The dragon finished heaving itself back, pushing its weight into the slope as it wrenched itself away. Into the boulder Skjorl had been standing on. And as it did, the boulder tipped and began to slide, and with it came half the hillside, backed up behind it, enough loose rock and stone to build a castle. Skjorl ran, but the tumbling stones swept his feet away as easily as a child plucking a blade of grass. At the last he jumped, as high in the air as he could, trying to get away from the worst. No use. The stones under his feet were rolling over each other and he might as well have tried to walk on water. A rock flew at him, pitched from higher up, as big as he was. It caught him a glancing blow, spun him around and knocked him down. No chance to get up again. All he could do was curl up, wrap his arms around his ruined face and trust to his armour and his ancestors to protect him as stones rained over him.
Something hit him in the hip, hard. Another blow to the head. The next was on his ankle, smashed. Then another round the head, and then, for a time, merciful darkness.
Light. That was all he could see when he opened the one eye that still worked. Light. There wasn’t any pain any more. Numb. Everything. Couldn’t feel his hands, couldn’t feel his legs, couldn’t feel anything.
Couldn’t move.
He blinked. He could still do that.
The light slowly separated into shades. Bright sky. Dark earth. Stones everywhere. Littered across the end of the field. And a dragon, darker still.
Lying on the ground ahead of him. Head turned. Looking at him.
Pain. He felt it now, but not his. Pain and a fading futile fury.
One broken wing. One broken leg. Half buried in the fallen rubble, neck crushed by the stone that had been holding up the mountain.
The dragon. Lying beside him, a little way away.
It stared at him.
I will come back. You will not. And then the light slowly went out of its eyes. Skjorl tried to laugh. His lungs shook. Not much else.
He stopped breathing. Took a moment to notice. It was as though he’d simply forgotten how.
Vish, you better have kept a woman and good bottle of something strong ready and waiting for me.

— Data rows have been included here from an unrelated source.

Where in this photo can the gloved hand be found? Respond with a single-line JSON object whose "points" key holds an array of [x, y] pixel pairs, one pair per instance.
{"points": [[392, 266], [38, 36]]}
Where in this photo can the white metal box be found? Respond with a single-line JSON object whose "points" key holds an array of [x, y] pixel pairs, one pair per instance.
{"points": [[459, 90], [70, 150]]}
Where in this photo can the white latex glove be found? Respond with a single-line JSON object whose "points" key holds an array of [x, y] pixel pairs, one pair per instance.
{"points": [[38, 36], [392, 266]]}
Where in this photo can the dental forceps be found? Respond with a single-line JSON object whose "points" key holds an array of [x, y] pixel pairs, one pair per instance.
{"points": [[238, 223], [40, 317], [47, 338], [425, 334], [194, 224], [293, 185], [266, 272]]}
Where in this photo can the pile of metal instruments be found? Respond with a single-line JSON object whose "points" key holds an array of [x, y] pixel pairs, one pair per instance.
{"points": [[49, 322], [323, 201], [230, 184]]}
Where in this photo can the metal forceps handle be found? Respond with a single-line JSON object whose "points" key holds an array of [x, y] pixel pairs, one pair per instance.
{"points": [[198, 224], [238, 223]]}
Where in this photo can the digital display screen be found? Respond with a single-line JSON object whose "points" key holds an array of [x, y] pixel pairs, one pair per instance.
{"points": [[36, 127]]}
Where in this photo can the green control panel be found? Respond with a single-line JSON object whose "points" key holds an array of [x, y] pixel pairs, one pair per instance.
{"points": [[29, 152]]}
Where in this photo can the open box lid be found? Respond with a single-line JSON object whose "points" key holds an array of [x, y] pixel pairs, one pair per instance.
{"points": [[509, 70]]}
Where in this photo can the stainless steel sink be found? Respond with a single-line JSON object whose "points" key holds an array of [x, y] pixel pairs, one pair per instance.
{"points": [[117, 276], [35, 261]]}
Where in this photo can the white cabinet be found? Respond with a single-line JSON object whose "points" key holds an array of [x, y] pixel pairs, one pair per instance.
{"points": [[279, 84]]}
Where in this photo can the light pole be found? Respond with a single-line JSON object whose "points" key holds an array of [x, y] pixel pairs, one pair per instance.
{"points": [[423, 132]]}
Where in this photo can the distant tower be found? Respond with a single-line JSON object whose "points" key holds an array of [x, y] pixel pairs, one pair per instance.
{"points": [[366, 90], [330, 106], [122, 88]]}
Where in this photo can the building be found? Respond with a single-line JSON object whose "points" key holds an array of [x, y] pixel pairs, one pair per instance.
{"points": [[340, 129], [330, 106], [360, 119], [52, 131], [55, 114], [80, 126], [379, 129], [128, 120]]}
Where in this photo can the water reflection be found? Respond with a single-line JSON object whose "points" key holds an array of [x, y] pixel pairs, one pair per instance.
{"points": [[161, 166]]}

He winked at the dead dragon. ‘Got you both.’
I’m coming, Vish.
The shades merged together again. The light faded.
Was gone.
68
As soon as the dragon took to the air, Jasaan ran. Head-down sprint, straight across the open towards the place he’d seen the alchemist. The outsider had been dragging her somewhere and he’d had a purpose about him. Neither of the Adamantine Men had seen where he was taking her but it had to be more than just the nearest piece of cover.